There is one particular guy (according to crime listservs) who breaks into a series of homes to support his drug problem, is arrested by police, serves a little time, and gets out and starts the whole process again. Should he and other addicts be sent to jail or rehab? Should mentally ill people be sent to prison or Murdock?
Wake County Sheriff was recently quoted in Triangle Business Journal as saying "If you build it they will come..." No matter how you interpret that its messed up. I hope we don't have the same mentality in Durham.
This is just one example but we needed to look at changing our justice system. I would rather pay for this guy to go to rehab for however long than continuously sending him to jail and having him breaking into properties to support his habit.
Also, crime is lower when people have jobs. A lot of manufacturing jobs left when Nortel, IBM, etc. outsourced those facilities. Those jobs were shipped over seas not too long afterward. We need to continue attracting the Pella window manufacturers along with the CSFB and Fidelity's.
Sorry for the length...yet I still didn't give the issue its due justice.
Posted by: KH | October 24, 2007 at 04:46 PM
I just read an email with the following story...
http://www.knowledgeplex.org/news/959071.html
It's also interesting that McCormick Baron Salazar is involved with some redevelopment activities in Durham...
Posted by: KH | October 24, 2007 at 09:07 PM
You're going to have to try harder than that to top me for average length of comment, Khalid... ;)
That's a phenomenal article. I saw the folks from the Million Dollar Blocks project at AAG this spring, and it's a great statistic. (11 blocks in one part of Brooklyn, with the state paying $12.4 million annually just to lock up people whose last address was in those blocks.)
Our prison system is a mess, our drug treatment programs are almost non-existent, and our mental health programs are a disaster. Add in our housing policies, and it's no wonder we can't solve this crime problem.
Stith, for all his talk about change, is offering nothing but "more of the same" on this front.
Posted by: Michael Bacon | October 25, 2007 at 03:20 PM
Anyone get the new mailers? We got two from Bell (generally positive, talking about various stats, leadership, etc), and one from Stith, talking about Bell's leadership of the Mutual (extremely negative, playing the race card and so on).
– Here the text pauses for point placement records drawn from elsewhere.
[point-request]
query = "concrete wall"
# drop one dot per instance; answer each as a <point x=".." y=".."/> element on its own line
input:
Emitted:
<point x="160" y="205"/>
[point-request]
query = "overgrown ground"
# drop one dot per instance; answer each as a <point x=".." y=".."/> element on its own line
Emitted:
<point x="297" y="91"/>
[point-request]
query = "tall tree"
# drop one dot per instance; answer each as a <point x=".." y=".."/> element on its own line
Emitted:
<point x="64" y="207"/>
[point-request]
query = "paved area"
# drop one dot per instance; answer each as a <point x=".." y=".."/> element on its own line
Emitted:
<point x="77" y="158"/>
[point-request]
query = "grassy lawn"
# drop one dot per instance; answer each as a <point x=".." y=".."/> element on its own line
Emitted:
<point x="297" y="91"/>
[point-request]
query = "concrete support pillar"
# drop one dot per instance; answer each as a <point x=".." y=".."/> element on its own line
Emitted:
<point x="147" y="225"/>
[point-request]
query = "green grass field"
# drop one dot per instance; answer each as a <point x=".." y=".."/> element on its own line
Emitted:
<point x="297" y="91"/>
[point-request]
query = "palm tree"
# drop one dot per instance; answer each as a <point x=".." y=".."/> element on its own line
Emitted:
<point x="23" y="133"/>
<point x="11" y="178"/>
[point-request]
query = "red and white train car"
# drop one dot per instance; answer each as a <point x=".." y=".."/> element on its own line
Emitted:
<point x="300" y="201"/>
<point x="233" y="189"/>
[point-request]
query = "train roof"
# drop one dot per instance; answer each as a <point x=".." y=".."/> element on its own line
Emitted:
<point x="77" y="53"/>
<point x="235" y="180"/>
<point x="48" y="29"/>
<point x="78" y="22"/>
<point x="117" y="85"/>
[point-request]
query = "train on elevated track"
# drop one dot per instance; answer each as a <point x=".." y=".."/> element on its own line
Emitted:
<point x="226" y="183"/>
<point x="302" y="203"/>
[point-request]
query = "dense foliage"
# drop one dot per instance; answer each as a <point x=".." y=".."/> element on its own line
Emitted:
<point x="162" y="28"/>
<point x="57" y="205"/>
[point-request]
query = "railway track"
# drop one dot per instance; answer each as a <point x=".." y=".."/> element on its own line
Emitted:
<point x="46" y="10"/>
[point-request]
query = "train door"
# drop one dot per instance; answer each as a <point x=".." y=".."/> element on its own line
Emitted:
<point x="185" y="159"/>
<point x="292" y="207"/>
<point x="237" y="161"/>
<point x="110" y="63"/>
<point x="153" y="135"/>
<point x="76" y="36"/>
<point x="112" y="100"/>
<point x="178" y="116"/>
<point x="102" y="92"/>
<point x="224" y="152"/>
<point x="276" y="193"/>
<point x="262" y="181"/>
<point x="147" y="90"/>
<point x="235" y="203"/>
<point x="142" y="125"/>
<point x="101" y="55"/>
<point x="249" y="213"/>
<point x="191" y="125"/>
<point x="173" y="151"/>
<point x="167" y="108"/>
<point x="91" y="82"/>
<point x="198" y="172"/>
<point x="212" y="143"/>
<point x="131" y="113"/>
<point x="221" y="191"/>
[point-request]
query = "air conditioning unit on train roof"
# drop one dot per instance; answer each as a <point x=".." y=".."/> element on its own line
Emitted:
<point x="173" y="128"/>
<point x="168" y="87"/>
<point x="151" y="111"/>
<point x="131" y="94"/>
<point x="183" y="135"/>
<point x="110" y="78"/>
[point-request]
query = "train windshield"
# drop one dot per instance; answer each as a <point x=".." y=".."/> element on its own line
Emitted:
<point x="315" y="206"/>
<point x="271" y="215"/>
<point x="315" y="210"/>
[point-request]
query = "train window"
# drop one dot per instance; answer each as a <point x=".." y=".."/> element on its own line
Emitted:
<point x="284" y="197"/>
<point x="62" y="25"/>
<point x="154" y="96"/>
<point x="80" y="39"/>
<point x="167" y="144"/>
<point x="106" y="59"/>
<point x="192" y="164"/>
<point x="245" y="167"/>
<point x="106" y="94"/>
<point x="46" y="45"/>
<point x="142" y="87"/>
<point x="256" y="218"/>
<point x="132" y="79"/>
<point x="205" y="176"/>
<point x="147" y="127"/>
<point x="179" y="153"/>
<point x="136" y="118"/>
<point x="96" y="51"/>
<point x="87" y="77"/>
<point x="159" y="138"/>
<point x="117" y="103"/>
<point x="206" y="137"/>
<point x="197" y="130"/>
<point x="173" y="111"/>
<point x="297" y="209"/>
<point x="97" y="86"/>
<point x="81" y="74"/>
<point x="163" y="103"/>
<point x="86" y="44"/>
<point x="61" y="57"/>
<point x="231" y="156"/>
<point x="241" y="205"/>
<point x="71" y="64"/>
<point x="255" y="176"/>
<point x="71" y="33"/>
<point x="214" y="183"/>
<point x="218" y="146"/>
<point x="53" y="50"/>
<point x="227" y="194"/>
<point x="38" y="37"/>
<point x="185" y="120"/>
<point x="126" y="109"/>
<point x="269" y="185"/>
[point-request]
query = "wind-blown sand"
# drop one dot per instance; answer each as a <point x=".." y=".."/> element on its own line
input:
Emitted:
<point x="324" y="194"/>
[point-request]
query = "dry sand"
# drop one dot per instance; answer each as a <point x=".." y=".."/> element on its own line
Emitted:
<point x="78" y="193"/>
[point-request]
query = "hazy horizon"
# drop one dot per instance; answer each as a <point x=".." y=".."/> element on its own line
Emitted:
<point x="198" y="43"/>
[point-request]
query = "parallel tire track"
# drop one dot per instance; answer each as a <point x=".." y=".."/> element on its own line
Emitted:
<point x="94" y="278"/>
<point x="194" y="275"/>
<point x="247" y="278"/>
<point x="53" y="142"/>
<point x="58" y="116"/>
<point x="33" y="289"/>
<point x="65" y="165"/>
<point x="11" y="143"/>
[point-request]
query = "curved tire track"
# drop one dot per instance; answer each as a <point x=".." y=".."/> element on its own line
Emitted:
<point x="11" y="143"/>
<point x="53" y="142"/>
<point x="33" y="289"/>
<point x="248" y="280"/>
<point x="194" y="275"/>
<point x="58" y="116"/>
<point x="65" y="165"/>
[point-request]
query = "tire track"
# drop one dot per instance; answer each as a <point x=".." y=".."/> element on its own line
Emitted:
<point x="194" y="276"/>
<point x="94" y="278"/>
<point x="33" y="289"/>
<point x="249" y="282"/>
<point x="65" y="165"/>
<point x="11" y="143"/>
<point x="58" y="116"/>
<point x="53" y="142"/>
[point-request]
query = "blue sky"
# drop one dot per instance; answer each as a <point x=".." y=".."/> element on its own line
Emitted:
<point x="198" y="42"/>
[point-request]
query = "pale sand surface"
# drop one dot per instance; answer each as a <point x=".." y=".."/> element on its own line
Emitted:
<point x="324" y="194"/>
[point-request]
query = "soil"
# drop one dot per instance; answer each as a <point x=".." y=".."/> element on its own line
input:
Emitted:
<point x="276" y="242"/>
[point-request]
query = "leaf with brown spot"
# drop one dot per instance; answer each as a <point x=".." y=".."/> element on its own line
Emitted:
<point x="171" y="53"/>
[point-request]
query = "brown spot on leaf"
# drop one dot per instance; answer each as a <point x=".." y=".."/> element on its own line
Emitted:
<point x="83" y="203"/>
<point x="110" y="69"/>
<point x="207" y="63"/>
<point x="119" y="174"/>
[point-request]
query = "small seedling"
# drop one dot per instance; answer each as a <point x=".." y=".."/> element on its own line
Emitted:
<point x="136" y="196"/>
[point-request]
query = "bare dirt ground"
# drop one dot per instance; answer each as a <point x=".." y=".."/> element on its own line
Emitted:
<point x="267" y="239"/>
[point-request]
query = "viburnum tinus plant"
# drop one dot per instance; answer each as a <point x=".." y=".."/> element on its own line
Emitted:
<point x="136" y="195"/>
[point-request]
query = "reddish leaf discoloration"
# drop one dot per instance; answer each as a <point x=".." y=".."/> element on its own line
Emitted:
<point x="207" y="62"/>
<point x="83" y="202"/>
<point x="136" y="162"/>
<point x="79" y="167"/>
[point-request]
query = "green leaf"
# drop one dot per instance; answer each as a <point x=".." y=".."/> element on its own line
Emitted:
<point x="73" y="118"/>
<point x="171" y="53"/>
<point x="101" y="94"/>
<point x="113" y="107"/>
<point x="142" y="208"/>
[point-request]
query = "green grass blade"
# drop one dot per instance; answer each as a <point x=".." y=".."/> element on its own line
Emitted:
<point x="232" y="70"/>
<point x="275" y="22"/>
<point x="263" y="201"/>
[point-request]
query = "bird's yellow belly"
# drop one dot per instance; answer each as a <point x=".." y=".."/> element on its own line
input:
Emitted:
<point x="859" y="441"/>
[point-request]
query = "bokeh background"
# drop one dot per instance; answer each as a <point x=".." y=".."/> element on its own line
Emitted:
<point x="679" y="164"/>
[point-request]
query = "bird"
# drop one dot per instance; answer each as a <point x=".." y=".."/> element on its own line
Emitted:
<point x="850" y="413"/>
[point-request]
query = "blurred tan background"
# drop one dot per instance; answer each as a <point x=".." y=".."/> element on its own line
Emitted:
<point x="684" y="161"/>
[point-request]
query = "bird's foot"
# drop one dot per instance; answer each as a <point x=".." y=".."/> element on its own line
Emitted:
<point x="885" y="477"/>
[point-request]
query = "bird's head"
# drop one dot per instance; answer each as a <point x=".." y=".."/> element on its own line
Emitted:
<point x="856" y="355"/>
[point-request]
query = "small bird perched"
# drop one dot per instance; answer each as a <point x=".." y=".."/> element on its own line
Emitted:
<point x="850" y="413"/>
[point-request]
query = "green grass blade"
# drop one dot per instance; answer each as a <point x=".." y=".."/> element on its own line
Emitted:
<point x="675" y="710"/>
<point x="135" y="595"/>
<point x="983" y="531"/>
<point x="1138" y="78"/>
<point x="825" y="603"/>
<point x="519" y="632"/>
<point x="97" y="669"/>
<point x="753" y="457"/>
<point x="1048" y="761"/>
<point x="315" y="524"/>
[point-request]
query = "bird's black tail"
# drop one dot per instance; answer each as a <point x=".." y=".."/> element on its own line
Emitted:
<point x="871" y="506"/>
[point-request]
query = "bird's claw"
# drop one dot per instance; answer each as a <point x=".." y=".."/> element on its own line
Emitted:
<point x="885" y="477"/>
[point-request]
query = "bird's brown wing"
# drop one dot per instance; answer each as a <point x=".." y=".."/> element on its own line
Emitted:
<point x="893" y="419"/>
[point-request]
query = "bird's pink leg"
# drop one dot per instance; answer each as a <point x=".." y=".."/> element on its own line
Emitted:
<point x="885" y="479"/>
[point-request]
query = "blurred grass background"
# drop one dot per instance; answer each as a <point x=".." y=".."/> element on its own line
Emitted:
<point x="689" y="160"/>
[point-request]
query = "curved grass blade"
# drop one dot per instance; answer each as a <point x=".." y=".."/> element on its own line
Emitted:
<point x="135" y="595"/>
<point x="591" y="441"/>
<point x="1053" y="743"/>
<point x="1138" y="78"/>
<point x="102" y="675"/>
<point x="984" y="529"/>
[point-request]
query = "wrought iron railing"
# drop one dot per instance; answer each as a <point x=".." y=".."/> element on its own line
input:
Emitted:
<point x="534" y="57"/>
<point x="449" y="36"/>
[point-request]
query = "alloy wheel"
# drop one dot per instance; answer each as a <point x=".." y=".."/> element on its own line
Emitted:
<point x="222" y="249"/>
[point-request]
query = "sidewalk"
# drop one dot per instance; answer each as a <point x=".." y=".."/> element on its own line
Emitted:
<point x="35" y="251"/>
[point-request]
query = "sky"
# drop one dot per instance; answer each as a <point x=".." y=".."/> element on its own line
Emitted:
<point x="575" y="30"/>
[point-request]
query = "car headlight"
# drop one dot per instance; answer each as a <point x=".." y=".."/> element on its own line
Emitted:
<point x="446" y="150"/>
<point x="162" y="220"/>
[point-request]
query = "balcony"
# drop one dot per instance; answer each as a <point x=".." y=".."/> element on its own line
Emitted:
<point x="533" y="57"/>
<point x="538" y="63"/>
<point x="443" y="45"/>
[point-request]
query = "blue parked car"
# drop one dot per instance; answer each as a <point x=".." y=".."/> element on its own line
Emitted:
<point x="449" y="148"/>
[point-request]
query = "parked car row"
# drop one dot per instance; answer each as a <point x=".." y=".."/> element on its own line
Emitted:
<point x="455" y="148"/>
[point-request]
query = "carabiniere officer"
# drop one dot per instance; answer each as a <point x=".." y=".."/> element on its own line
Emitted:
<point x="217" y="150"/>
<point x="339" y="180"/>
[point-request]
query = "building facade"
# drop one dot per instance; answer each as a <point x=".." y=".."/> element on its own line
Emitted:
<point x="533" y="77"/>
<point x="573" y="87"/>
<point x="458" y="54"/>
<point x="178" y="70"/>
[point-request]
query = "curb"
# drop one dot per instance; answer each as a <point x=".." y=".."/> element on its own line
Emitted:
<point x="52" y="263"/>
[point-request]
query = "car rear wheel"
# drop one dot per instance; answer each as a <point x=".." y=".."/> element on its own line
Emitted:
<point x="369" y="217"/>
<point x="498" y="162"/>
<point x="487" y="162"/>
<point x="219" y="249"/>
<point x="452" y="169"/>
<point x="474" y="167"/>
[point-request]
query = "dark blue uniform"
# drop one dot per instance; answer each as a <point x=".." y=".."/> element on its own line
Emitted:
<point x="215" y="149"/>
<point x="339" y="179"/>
Posted by: durhamfood | October 25, 2007 at 04:52 PM
Khalid: Thanks for forwarding that along. It's an inspiring story of an anti-crime initiative that really gets to the root of crime. I wonder if anyone has similarly quantified the cost of some of our toughest city blocks. That story should be required reading for the folks on City Council and Jose Lopez.
Posted by: Kevin Davis | October 26, 2007 at 08:54 AM
Great posting. Thanks for writing it.
Posted by: anglico | October 28, 2007 at 03:51 PM
Jobs, Jobs, Jobs! That will decrease alot of your crime in poor areas. I lived in several large urban cities along the east coast and in those cities, the neighborhoods where people had jobs, the adults and their children were less likely to participate in criminal behavior and in other areas where unemployment was high I would often see drug dealing, gang banging, regular killings, robberies, small scale identity theft etc..
People need jobs. They need a reason to become productive participants in society. They need to be able to see the benefit of their labor meaning job mobility, increase pay (raises)which often leads to access to ownership of property, the ability to care for a family, seeing the importance of civic participation etc..
Instead of more police, jails and prisons, society needs to target at risk individuals with access to better education, employment training that actually leads to jobs and job creation for all.